If you’ve got a standard “home setup”, for example, a BT Home Hub, then honestly, the easiest solution is just to manually update the DNS settings on any device you want to be protected. To do this, you’ll need to change the configuration from DHCP to Static. Then you’ll need to provide the IP that the device should use, and the IP of the Pi-Hole server as its DNS server. For a Windows 10 PC for example:
Right-click the Windows start button and click “Run”
Enter “ncpa.cpl” and click “OK”
Right-click your network connection and then click “Status”
Click “Details” and make a note of “IPv4 Address”, “IPv4 Subnet Mask”, “IPv4 Default Gateway”
Click “Close” and then “Properties”
Select “Internet Protocol Version 4 (TCP/IPv4)” and click “Properties”
Change the first radio box to “Use the following IP address”
Enter the three corresponding values that you recorded a couple of steps ago
For “Preferred DNS Server”, enter the IP address of your Pi-Hole server
Click “OK” twice and then “Close”
Step 5 – Checking that Pi-Hole is working
Checking that Pi-Hole is blocking ads is easy to do and only takes a minute. Firstly you’ll want to choose a web page that usually has lots of ads and then visit that page with your regular DNS (not Pi-Hole DNS).
For this step, I chose to use dailymail.co.uk. It considered fake-news by some but for our purposes, it’s perfect because it’s usually infested with adverts. As you can see from this image before I switched my DNS over to Pi-Hole, there were seven adverts on the screen at this point (towards the end of an article, above the comments section).
After enabling Pi-Hole and refreshing the page, you can see that the same section of the page now doesn’t have any ads at all. Excellent!
If I head over to the Pi-Hole admin interface, it tells me that it has blocked 78 queries, just from visiting the Daily Mail website. This accounts for over 29% of all DNS queries processed, which is quite astonishing.

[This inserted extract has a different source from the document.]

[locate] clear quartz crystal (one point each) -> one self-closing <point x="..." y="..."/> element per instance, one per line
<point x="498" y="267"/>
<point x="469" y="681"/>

We’ve discussed what Pi-Hole is and what a Linux Container is. We’ve then covered how to install Pi-Hole into a Linux container on Proxmox. After setting it up, we moved onto configuring devices on your network to actually use Pi-Hole as their DNS server. Finally, we performed a simple test to prove that it’s blocking ads as expected. I hope you’ve found this useful and if you haven’t tried Pi-Hole before, I recommend you give it a spin. Aside from blocking ads on websites, I love that I can block the annoying ads on my catchup TV apps like Channel 4’s “4 on-demand” and Channel 5’s “My5”.